Started By
Message
locked post

Smithsonian.com: The Early History of Football's Forward Pass

Posted on 2/1/13 at 12:21 pm
Posted by BluegrassBelle
RIP Hefty Lefty - 1981-2019
Member since Nov 2010
108365 posts
Posted on 2/1/13 at 12:21 pm
The Smithsonian has been rerunning some football based articles with the Super Bowl coming up and figured someone might enjoy this one.

Apparently the reason we have the forward pass is because the game became so violent that in order to prevent multiple fatalities representatives of the 62 schools participating in football at the time met to change rules to make the game safer. Pretty interesting stuff.

LINK
Posted by ProjectP2294
West St.

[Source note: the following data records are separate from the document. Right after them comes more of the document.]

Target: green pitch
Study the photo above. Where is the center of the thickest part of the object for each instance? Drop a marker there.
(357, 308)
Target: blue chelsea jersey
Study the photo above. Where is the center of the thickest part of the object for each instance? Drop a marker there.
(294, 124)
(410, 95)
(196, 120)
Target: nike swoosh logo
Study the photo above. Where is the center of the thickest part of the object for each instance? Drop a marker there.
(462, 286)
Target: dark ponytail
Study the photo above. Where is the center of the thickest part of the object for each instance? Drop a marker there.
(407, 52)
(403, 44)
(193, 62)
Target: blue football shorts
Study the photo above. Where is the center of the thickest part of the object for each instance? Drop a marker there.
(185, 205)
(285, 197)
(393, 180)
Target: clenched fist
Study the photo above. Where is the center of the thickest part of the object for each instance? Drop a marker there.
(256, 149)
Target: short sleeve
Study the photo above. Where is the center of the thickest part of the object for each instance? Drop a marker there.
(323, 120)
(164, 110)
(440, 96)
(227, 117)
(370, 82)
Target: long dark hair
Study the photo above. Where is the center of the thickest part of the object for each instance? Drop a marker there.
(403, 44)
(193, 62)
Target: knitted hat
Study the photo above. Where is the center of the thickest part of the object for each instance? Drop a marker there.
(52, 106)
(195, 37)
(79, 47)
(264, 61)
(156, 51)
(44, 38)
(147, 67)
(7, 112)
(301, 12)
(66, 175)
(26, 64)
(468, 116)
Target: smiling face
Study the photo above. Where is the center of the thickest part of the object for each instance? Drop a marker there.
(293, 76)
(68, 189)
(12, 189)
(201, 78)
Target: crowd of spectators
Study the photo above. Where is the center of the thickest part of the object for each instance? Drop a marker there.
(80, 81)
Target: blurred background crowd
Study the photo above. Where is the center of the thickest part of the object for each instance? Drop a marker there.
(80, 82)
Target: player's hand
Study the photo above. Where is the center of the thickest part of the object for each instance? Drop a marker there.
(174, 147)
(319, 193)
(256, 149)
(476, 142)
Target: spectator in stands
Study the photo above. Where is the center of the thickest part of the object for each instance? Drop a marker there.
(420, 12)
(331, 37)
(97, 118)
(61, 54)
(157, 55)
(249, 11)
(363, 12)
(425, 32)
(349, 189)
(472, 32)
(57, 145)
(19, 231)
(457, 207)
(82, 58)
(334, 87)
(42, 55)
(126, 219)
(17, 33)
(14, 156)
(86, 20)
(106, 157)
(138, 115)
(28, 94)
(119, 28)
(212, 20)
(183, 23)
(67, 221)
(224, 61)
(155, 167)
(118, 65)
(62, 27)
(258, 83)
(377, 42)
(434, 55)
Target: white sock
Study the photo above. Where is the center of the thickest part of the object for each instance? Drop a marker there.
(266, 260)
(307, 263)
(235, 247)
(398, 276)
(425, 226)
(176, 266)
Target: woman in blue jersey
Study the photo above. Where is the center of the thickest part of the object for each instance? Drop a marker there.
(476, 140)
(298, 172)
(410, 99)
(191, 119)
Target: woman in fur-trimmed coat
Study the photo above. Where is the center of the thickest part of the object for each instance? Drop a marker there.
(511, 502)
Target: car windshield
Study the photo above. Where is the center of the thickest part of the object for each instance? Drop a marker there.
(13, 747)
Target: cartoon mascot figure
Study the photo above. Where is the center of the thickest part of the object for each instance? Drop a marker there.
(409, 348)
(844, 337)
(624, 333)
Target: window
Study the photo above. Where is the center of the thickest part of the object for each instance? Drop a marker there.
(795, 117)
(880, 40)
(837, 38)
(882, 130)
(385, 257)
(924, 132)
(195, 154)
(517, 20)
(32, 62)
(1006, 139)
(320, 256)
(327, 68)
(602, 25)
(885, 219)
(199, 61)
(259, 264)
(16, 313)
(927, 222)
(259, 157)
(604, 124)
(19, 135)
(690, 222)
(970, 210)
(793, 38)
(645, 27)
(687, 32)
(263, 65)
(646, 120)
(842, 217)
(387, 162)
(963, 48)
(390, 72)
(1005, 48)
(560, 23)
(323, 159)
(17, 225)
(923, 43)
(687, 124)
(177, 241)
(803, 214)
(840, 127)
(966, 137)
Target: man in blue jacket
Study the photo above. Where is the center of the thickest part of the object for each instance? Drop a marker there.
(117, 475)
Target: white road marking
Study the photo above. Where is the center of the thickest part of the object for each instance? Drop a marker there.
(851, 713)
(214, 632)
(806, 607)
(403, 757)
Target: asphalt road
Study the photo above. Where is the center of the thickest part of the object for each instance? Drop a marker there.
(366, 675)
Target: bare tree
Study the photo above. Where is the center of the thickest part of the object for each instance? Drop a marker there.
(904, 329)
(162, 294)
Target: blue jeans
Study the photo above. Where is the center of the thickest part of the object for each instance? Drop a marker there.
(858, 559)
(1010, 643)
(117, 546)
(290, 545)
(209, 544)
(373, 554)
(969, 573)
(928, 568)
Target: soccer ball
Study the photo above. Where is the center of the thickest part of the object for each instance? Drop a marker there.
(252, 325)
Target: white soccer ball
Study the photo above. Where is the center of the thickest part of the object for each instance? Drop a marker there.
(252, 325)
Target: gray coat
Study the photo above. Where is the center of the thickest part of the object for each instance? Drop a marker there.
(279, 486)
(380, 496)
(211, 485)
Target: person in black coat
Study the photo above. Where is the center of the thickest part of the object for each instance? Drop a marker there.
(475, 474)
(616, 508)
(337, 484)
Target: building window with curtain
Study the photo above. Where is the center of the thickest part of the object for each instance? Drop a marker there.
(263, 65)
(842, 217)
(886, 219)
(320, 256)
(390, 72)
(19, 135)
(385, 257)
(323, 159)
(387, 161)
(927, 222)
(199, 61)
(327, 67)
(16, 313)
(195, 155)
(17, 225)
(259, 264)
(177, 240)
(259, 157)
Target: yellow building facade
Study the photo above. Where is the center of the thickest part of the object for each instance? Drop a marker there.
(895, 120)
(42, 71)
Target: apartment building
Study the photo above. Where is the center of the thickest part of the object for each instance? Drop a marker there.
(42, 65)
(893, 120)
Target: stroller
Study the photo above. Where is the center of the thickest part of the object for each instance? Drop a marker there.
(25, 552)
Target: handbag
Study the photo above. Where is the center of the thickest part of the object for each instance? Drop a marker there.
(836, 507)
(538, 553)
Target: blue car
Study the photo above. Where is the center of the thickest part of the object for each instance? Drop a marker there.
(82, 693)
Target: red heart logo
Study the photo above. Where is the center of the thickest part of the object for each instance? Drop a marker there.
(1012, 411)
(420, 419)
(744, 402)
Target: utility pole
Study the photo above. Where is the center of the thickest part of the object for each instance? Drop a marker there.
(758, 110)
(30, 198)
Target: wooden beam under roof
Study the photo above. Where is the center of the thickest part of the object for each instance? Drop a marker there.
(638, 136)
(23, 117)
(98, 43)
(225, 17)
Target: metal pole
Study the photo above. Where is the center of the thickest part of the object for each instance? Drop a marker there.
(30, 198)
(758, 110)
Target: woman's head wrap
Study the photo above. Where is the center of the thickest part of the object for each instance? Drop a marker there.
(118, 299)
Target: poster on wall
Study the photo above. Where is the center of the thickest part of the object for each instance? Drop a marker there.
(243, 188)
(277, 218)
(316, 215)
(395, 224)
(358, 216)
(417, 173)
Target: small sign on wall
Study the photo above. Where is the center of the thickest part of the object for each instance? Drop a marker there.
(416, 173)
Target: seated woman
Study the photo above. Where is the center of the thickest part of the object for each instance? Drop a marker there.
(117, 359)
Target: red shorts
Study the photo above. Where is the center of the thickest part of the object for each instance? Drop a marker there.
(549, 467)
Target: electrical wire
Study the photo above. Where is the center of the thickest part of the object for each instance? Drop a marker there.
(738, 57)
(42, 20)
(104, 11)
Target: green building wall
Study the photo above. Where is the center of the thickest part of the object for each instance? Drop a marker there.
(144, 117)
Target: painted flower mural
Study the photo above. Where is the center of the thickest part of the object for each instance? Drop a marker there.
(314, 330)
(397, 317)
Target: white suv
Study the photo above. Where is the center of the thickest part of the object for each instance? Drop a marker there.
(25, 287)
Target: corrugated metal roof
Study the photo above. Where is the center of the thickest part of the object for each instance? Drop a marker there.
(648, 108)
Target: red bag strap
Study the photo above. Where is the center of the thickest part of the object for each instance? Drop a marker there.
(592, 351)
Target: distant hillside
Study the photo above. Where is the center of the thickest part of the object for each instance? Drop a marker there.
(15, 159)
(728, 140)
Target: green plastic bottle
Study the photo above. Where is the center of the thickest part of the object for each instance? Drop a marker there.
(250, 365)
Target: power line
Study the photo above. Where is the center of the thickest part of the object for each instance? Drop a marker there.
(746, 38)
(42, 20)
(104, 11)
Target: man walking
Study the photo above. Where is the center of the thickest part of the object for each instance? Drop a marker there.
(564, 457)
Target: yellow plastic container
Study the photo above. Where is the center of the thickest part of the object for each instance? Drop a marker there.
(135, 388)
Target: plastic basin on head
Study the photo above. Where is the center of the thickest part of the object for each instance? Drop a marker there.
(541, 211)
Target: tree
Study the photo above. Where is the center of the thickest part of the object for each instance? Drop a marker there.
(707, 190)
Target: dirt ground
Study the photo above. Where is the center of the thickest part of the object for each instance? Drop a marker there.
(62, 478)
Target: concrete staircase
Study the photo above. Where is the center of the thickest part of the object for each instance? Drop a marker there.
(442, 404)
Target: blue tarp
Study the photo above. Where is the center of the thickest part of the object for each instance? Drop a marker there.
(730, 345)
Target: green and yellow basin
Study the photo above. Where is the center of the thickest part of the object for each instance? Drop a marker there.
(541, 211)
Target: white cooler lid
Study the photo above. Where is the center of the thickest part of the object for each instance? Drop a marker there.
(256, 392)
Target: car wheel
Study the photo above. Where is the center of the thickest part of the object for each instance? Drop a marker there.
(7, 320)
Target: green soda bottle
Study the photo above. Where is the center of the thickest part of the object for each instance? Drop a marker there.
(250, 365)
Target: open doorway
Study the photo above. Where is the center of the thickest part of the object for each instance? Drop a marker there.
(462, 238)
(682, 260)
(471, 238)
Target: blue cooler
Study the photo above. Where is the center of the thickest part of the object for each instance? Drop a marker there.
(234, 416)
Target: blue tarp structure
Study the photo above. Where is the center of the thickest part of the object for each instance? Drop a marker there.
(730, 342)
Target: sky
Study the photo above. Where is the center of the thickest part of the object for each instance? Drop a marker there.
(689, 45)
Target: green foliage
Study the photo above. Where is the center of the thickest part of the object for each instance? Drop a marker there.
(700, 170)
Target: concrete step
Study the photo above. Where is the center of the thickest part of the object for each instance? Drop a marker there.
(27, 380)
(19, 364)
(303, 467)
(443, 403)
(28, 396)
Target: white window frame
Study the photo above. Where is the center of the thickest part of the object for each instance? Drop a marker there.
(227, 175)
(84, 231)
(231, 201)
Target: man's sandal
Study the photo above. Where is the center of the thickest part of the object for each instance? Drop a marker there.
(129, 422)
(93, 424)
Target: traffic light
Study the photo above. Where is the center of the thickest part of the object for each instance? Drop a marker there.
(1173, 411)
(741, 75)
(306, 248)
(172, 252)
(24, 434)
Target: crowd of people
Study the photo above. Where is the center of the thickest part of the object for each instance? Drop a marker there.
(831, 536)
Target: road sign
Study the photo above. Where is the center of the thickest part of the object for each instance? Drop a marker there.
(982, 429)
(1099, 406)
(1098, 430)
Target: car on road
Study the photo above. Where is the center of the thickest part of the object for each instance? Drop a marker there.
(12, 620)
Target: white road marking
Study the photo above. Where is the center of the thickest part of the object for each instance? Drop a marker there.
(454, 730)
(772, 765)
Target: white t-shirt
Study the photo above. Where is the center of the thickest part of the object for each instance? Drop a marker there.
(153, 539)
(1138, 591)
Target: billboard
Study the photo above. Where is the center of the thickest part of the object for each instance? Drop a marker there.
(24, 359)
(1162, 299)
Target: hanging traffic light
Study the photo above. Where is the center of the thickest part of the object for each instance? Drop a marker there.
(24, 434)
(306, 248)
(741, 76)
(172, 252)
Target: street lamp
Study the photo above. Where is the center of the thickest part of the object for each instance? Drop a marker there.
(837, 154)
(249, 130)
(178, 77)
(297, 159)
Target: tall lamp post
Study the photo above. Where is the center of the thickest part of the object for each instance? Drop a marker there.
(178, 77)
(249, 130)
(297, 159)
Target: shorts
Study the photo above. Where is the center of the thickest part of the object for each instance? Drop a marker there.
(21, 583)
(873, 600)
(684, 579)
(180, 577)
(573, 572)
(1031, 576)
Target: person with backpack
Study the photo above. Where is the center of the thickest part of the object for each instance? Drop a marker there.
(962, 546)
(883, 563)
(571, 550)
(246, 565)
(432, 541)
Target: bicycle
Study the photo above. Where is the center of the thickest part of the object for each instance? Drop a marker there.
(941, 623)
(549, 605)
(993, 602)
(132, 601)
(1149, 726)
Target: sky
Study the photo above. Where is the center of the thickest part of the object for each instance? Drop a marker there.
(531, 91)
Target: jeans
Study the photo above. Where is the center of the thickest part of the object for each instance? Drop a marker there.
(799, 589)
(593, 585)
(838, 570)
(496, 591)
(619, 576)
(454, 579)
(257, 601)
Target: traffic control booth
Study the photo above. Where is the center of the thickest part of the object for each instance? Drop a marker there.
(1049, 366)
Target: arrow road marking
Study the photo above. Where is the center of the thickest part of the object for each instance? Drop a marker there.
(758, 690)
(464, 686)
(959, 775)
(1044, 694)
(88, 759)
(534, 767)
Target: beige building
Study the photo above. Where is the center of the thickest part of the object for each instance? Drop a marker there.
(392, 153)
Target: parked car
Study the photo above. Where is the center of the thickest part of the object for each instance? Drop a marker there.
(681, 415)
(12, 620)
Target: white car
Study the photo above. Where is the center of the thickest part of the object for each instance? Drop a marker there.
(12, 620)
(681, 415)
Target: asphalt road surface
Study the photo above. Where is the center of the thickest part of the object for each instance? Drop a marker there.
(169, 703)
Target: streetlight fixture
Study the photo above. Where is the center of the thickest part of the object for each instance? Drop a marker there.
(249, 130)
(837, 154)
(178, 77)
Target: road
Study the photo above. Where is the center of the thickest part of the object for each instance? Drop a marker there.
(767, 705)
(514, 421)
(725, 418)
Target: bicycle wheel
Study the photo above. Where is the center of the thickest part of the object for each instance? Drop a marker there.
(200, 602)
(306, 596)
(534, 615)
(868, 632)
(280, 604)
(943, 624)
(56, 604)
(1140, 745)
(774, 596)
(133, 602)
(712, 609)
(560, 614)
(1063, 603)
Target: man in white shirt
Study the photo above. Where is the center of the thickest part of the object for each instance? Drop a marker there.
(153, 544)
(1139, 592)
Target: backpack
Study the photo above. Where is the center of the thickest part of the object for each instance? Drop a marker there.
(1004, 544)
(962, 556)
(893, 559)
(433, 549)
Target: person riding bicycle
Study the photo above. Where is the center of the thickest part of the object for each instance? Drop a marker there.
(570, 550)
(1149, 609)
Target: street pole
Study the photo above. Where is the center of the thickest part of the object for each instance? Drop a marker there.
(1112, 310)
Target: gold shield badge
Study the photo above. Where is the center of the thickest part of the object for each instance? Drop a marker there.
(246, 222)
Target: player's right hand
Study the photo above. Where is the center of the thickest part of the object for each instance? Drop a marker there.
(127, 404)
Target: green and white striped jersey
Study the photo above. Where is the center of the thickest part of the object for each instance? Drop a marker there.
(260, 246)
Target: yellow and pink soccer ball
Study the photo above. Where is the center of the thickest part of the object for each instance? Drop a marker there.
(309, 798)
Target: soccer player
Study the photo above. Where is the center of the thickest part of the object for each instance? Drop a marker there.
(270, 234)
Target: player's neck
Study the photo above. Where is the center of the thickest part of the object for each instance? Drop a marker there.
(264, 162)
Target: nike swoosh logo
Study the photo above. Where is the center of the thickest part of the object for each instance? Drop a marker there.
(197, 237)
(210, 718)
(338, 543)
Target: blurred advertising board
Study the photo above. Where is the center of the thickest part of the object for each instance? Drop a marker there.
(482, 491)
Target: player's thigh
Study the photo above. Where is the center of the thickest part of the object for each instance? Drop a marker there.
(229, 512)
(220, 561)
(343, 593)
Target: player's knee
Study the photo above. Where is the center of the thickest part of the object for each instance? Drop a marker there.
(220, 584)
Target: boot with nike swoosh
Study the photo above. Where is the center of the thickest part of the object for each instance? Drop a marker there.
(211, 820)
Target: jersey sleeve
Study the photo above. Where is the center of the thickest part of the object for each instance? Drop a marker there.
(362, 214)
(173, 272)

Louis County
Member since May 2007
79105 posts
Posted on 2/1/13 at 12:29 pm to
Link is blocked for me. But wasn't it all-around badass, and manliest man ever to live, Teddy Roosevelt that ushered in the forward pass?
Posted by TxTiger82
Member since Sep 2004
34327 posts
Posted on 2/1/13 at 12:31 pm to
Great article. Thanks for posting. Interestingly, the same set of reforms - prompted by Teddy Roosevelt's involvement - created the organization that would become the NCAA.

Posted by Archie Bengal Bunker
Member since Jun 2008
15603 posts
Posted on 2/1/13 at 12:32 pm to
quote:

Apparently the reason we have the forward pass is because the game became so violent


Thanks Obama!

Posted by BluegrassBelle
RIP Hefty Lefty - 1981-2019
Member since Nov 2010
108365 posts
Posted on 2/1/13 at 12:34 pm to
quote:

Link is blocked for me. But wasn't it all-around badass, and manliest man ever to live, Teddy Roosevelt that ushered in the forward pass?


He initiated it indeed.

From the article:

quote:

By 1905, college football was all the rage, attracting tens of thousands of fans to games at a time when major-league baseball teams often attracted only 3,000—and pro football was still more than a decade away. But it was also an increasingly violent and deadly passion. There were 18 fatalities nationwide that year, including three college players (the rest were high-school athletes), and President Theodore Roosevelt, whose son was on the freshmen team at Harvard University, made it clear he wanted reforms amid calls by some to abolish the college game. In a commencement address at the school earlier in the year, Roosevelt alluded to the increasingly violent nature of football saying, “Brutality in playing a game should awaken the heartiest and most plainly shown contempt for the player guilty of it.”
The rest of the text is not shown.